И за вечерним чаем я наклоняюсь над чашкой, чтобы меня не заметили. И чашка мне кажется ужасно синей, невозможно глубоко-синей.
Мне тогда слышались большие шаги и может быть… Может быть, что-то в жизни любило меня, но я стал слишком зол и мрачен. И были измена и отступничество, и ожирение.
А теперь большое сердце и злой нрав, очень злой нрав.
И вот теперь ручей под горой тоже высасывает мое сердце и льется, льется в невозможную пустоту. Уж немного осталось, всего несколько безразличных предметов и затем уже пустота. Невозможная. И действительно она уже невозможна.
Утро
Окружной аллейкой пробежал мальчик и гнал серсо.
Почему не выражаю то, отчего изнываю восторгом? Как найти мои настоящие дорогие мысли? Чтоб не сочинять мне чужого и случайного. Ведь доходит же до меня весеннее. Пробежал мальчик; на плечах у него блузочка с полосками; и я поймала мгновенный божественный скрип серсо и песчаную дорожку.

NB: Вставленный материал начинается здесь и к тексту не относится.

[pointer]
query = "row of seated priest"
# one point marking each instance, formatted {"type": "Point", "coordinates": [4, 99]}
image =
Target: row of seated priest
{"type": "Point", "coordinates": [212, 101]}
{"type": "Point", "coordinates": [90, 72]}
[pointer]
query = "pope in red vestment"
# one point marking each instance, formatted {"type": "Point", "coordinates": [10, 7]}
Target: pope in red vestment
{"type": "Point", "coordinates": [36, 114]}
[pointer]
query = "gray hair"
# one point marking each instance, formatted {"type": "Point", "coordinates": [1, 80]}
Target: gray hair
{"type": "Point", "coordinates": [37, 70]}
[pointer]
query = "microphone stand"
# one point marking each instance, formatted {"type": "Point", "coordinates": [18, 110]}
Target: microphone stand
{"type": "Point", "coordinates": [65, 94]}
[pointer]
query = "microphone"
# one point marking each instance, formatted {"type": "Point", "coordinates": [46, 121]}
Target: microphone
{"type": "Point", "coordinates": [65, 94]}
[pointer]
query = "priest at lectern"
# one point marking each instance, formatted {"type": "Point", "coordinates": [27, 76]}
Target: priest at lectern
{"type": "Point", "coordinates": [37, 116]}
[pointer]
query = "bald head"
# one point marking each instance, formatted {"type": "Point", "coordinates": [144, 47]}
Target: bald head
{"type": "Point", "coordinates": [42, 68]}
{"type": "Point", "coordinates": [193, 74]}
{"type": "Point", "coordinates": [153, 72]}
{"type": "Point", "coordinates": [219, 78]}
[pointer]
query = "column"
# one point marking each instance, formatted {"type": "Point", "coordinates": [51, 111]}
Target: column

В глубине папоротники тонкими змейками зеленили черную землю к воде. Новая кадка отмокала розовым свежим деревом. Над ней в сквозной ивке пела, точно нежным небом прополаскивала горло, птичка.
И души деревьев весной так недосягаемо-чисты, унесены в высоту, что люди внизу мучаются и кажутся себе невыносимыми.
Боже, чтоб не заниматься мне вечно чуждым, не сыпать чужих красивых слов, да еще со слезами энтузиазма в глазах. Помоги мне. Ведь это самоубийство.